Opinion / Christopher Cermak
No exceptions
Those of us living in stable Western democracies tend to maintain a simple belief about the darker sides of governance: “It can’t happen here.” Instead we look at the rise of populists, authoritarians or even just plain-old bumbling politicians in other countries with a mix of horror and bemusement, and scoff, “We would never have elected them.” That’s because populists and nationalists tend to be, well, nation-specific: Silvio Berlusconi would never have succeeded in Hungary; Viktor Orbán would have flopped in the UK; and Boris Johnson wouldn’t have made it, well, anywhere else.

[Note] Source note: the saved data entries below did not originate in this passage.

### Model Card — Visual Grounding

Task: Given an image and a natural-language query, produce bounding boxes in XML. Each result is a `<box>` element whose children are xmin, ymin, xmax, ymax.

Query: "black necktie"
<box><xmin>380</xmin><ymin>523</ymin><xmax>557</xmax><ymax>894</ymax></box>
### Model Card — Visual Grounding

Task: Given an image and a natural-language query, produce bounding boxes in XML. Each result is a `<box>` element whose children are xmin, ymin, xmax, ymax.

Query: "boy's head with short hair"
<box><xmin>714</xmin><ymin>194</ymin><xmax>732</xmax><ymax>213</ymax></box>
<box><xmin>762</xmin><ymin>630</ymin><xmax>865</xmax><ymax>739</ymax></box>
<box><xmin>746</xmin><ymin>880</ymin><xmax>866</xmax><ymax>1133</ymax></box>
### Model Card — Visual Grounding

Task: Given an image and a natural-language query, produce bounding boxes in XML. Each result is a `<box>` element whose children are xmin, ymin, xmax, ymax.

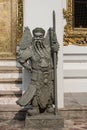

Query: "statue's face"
<box><xmin>34</xmin><ymin>32</ymin><xmax>44</xmax><ymax>41</ymax></box>
<box><xmin>33</xmin><ymin>31</ymin><xmax>45</xmax><ymax>49</ymax></box>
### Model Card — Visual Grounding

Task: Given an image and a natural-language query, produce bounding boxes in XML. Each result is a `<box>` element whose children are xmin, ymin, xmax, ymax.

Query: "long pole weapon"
<box><xmin>52</xmin><ymin>10</ymin><xmax>58</xmax><ymax>115</ymax></box>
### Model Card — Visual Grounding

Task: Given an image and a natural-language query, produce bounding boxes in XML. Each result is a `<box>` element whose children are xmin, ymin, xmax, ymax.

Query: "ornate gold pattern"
<box><xmin>17</xmin><ymin>0</ymin><xmax>23</xmax><ymax>42</ymax></box>
<box><xmin>0</xmin><ymin>0</ymin><xmax>23</xmax><ymax>59</ymax></box>
<box><xmin>63</xmin><ymin>0</ymin><xmax>87</xmax><ymax>46</ymax></box>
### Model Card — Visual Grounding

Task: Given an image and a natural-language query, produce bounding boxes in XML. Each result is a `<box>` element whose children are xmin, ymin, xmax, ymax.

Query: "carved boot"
<box><xmin>46</xmin><ymin>105</ymin><xmax>54</xmax><ymax>113</ymax></box>
<box><xmin>27</xmin><ymin>107</ymin><xmax>39</xmax><ymax>116</ymax></box>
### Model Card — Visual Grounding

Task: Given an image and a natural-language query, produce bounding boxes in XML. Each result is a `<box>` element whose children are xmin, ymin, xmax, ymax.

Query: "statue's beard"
<box><xmin>34</xmin><ymin>39</ymin><xmax>45</xmax><ymax>49</ymax></box>
<box><xmin>33</xmin><ymin>39</ymin><xmax>47</xmax><ymax>57</ymax></box>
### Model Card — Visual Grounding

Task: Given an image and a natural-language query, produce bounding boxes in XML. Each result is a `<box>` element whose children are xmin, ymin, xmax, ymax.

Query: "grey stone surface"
<box><xmin>64</xmin><ymin>93</ymin><xmax>87</xmax><ymax>109</ymax></box>
<box><xmin>16</xmin><ymin>27</ymin><xmax>59</xmax><ymax>115</ymax></box>
<box><xmin>25</xmin><ymin>113</ymin><xmax>64</xmax><ymax>129</ymax></box>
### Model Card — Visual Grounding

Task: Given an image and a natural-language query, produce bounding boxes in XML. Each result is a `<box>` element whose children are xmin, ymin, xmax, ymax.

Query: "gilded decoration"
<box><xmin>17</xmin><ymin>0</ymin><xmax>23</xmax><ymax>42</ymax></box>
<box><xmin>63</xmin><ymin>0</ymin><xmax>87</xmax><ymax>46</ymax></box>
<box><xmin>0</xmin><ymin>0</ymin><xmax>23</xmax><ymax>59</ymax></box>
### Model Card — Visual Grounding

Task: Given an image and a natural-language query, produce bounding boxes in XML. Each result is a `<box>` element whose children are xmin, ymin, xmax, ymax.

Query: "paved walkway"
<box><xmin>0</xmin><ymin>93</ymin><xmax>87</xmax><ymax>130</ymax></box>
<box><xmin>0</xmin><ymin>118</ymin><xmax>87</xmax><ymax>130</ymax></box>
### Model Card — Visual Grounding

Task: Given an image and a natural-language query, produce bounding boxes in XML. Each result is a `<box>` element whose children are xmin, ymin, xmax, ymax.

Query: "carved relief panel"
<box><xmin>0</xmin><ymin>0</ymin><xmax>23</xmax><ymax>59</ymax></box>
<box><xmin>63</xmin><ymin>0</ymin><xmax>87</xmax><ymax>46</ymax></box>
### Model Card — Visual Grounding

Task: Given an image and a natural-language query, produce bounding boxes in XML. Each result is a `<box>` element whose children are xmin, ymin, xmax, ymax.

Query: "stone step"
<box><xmin>0</xmin><ymin>91</ymin><xmax>22</xmax><ymax>107</ymax></box>
<box><xmin>0</xmin><ymin>78</ymin><xmax>22</xmax><ymax>84</ymax></box>
<box><xmin>0</xmin><ymin>97</ymin><xmax>19</xmax><ymax>105</ymax></box>
<box><xmin>0</xmin><ymin>90</ymin><xmax>22</xmax><ymax>95</ymax></box>
<box><xmin>0</xmin><ymin>60</ymin><xmax>21</xmax><ymax>67</ymax></box>
<box><xmin>0</xmin><ymin>66</ymin><xmax>22</xmax><ymax>79</ymax></box>
<box><xmin>0</xmin><ymin>66</ymin><xmax>22</xmax><ymax>73</ymax></box>
<box><xmin>0</xmin><ymin>65</ymin><xmax>22</xmax><ymax>94</ymax></box>
<box><xmin>0</xmin><ymin>83</ymin><xmax>22</xmax><ymax>91</ymax></box>
<box><xmin>0</xmin><ymin>79</ymin><xmax>22</xmax><ymax>97</ymax></box>
<box><xmin>0</xmin><ymin>104</ymin><xmax>26</xmax><ymax>120</ymax></box>
<box><xmin>0</xmin><ymin>105</ymin><xmax>23</xmax><ymax>112</ymax></box>
<box><xmin>0</xmin><ymin>73</ymin><xmax>22</xmax><ymax>78</ymax></box>
<box><xmin>0</xmin><ymin>63</ymin><xmax>23</xmax><ymax>108</ymax></box>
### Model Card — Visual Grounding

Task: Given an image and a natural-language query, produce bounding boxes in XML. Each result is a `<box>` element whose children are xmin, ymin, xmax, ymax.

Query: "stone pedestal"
<box><xmin>25</xmin><ymin>113</ymin><xmax>64</xmax><ymax>129</ymax></box>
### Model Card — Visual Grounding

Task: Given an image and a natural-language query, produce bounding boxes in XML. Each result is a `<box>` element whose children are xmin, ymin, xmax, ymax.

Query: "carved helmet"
<box><xmin>32</xmin><ymin>28</ymin><xmax>45</xmax><ymax>37</ymax></box>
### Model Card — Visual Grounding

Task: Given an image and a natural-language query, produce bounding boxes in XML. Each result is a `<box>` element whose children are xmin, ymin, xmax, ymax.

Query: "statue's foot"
<box><xmin>46</xmin><ymin>107</ymin><xmax>54</xmax><ymax>113</ymax></box>
<box><xmin>27</xmin><ymin>107</ymin><xmax>39</xmax><ymax>116</ymax></box>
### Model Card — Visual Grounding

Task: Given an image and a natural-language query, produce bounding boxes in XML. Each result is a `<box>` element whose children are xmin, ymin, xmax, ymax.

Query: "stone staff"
<box><xmin>52</xmin><ymin>10</ymin><xmax>58</xmax><ymax>115</ymax></box>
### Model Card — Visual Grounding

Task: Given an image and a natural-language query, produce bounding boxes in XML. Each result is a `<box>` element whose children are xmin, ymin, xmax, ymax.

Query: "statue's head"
<box><xmin>32</xmin><ymin>28</ymin><xmax>45</xmax><ymax>38</ymax></box>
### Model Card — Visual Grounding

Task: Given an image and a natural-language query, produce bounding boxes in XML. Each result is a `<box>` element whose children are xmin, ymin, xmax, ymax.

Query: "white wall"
<box><xmin>63</xmin><ymin>0</ymin><xmax>87</xmax><ymax>92</ymax></box>
<box><xmin>23</xmin><ymin>0</ymin><xmax>64</xmax><ymax>108</ymax></box>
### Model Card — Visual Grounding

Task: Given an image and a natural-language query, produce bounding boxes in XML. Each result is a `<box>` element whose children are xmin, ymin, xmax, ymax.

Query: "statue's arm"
<box><xmin>48</xmin><ymin>28</ymin><xmax>59</xmax><ymax>64</ymax></box>
<box><xmin>16</xmin><ymin>27</ymin><xmax>33</xmax><ymax>71</ymax></box>
<box><xmin>17</xmin><ymin>47</ymin><xmax>32</xmax><ymax>71</ymax></box>
<box><xmin>20</xmin><ymin>61</ymin><xmax>32</xmax><ymax>71</ymax></box>
<box><xmin>49</xmin><ymin>28</ymin><xmax>59</xmax><ymax>53</ymax></box>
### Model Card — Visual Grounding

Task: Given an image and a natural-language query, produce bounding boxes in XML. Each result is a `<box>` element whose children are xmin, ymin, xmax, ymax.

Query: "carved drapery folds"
<box><xmin>63</xmin><ymin>0</ymin><xmax>87</xmax><ymax>46</ymax></box>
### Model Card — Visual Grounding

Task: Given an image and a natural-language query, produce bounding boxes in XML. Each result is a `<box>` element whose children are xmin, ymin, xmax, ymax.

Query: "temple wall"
<box><xmin>63</xmin><ymin>0</ymin><xmax>87</xmax><ymax>92</ymax></box>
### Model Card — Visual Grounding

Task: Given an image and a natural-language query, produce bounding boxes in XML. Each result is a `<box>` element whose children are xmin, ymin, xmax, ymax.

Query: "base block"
<box><xmin>25</xmin><ymin>113</ymin><xmax>64</xmax><ymax>129</ymax></box>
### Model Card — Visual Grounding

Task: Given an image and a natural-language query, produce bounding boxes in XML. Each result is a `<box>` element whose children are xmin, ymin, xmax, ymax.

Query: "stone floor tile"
<box><xmin>64</xmin><ymin>119</ymin><xmax>74</xmax><ymax>128</ymax></box>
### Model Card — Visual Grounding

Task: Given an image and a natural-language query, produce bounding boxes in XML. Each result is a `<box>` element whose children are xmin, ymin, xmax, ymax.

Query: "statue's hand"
<box><xmin>51</xmin><ymin>43</ymin><xmax>59</xmax><ymax>52</ymax></box>
<box><xmin>21</xmin><ymin>62</ymin><xmax>32</xmax><ymax>72</ymax></box>
<box><xmin>26</xmin><ymin>65</ymin><xmax>32</xmax><ymax>72</ymax></box>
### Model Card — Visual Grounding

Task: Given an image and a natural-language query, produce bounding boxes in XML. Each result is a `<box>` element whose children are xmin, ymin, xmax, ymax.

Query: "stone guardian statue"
<box><xmin>16</xmin><ymin>15</ymin><xmax>59</xmax><ymax>116</ymax></box>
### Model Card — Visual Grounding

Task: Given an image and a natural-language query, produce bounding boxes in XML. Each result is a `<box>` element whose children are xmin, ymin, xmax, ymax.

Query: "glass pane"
<box><xmin>74</xmin><ymin>0</ymin><xmax>87</xmax><ymax>28</ymax></box>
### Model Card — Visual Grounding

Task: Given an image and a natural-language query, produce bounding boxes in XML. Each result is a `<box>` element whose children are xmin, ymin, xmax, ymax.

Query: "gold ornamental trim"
<box><xmin>63</xmin><ymin>0</ymin><xmax>87</xmax><ymax>46</ymax></box>
<box><xmin>17</xmin><ymin>0</ymin><xmax>23</xmax><ymax>42</ymax></box>
<box><xmin>0</xmin><ymin>0</ymin><xmax>23</xmax><ymax>59</ymax></box>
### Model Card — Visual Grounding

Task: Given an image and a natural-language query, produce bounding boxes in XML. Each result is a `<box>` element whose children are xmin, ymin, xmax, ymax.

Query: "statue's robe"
<box><xmin>16</xmin><ymin>27</ymin><xmax>56</xmax><ymax>109</ymax></box>
<box><xmin>16</xmin><ymin>40</ymin><xmax>54</xmax><ymax>109</ymax></box>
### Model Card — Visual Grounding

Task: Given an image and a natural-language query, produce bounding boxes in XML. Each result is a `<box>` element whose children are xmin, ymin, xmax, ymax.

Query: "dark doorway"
<box><xmin>74</xmin><ymin>0</ymin><xmax>87</xmax><ymax>28</ymax></box>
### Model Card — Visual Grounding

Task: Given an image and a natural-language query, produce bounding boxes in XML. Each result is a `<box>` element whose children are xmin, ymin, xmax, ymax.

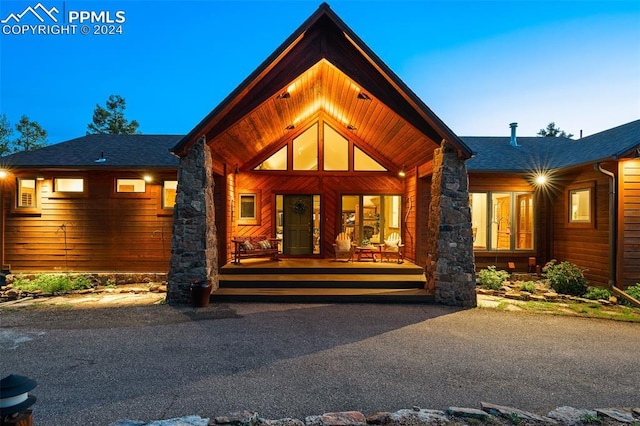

So now the entire world is looking in horror towards the US – once a beacon of democracy – as its reputation lies in tatters after supporters of Donald Trump stormed the US Capitol on Wednesday; four people died in the incident. Many global leaders condemned the insurrection as, to paraphrase Emmanuel Macron, “un-American”. Many Americans, including me, can only bow their heads and agree. We too couldn’t help but ask as we watched the scenes unfold, “How did this happen here”?
Perhaps it’s this very notion of exceptionalism that is the biggest threat to any and every Western democracy today; it leads us to be blind to, or dismissive of, any attack on our freedoms. Rationally, we all understood that the bitter rhetoric of the past four years under Trump, and the bitter politicisation of our nation that began long before he entered the political stage, made it inevitable that violence would ensue. And yet still, in our hearts, many of us never really believed that it would come to this. Perhaps the lesson, then, is that we should all acknowledge – before it’s too late – that it could happen anywhere.